If we *do* forward the write, the cache is **write through**. In this case, a cache line is never dirty.

Advantages: No write back overhead required on eviction.

When we perform a write and the cache line that we are writing to is not in cache (that is, we have a *write miss*), we have two options:

- Pull in the cache line to the cache. This is called write allocate.
- Do not pull the cache line into the cache. This is called no-write allocate.

Write Allocate Advantages: Exploits temporal locality. Data written will likely be read soon, so that read will be faster.

**No-Write Allocate Advantages:** Fewer unnecessary evictions. If the data is not read in the near future, the eviction is a waste.

# Some Tradeoffs to Consider

Increasing associativity requires more tag checks.

- *N*-way associativity requires *N* parallel comparators
- This is expensive in hardware and potentially slow

This limits associativity of L1 caches to 2-8.
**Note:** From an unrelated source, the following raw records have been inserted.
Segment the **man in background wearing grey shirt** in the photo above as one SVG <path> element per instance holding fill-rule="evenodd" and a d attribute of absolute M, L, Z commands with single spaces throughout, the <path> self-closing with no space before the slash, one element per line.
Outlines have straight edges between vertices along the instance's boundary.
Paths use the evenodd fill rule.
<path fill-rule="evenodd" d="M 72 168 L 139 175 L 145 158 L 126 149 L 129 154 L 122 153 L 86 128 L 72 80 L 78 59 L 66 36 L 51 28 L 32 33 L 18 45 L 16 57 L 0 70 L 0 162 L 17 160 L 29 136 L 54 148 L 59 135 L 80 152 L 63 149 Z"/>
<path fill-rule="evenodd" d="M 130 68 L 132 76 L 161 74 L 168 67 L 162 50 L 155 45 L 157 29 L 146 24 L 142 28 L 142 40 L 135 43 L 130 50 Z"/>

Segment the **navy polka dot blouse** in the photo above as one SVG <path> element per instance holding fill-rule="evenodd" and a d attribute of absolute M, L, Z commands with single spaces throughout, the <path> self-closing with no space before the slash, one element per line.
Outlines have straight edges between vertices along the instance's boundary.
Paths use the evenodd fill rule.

Larger, slower caches can be more associative.

#### Examples:

- Intel Nehalem processors have an 8-way L1 cache and 18-way L2 and L3 caches.
- Core 2's L2 was 24-way.

#### How big should a cache line be?

- Why is bigger better?
  - Exploits more spacial locality
  - Large cache lines effectively *prefetch* data that we have not explicitly asked for.
- Why is smaller better?
  - Focuses on temporal locality
  - If there is a little spacial locality, large cache lines waste space and bandwidth.
- In practice, 32-64 bytes is pretty good for L1 caches where space is scarce and latency is important.
- Lower level caches use 128-256 bytes.

#### Cache Line Size Affects Miss Rate



Most processor shave two different caches, one for instructions (I) and one for data (D). Why?

- Different areas of memory.
- Different access patterns.
  - I-cache accesses have lots of *spacial* locality because most of the time instructions are accessed sequentially.
  - I-cache accesses are also predictable to the extent that branches are predictable.
  - D-cache accesses are typically less predictable.
- Not just different, but could interfere with one another!
  - Sequential instruction accesses could interfere with the data accesses.
  - Separating them helps eliminate this issue.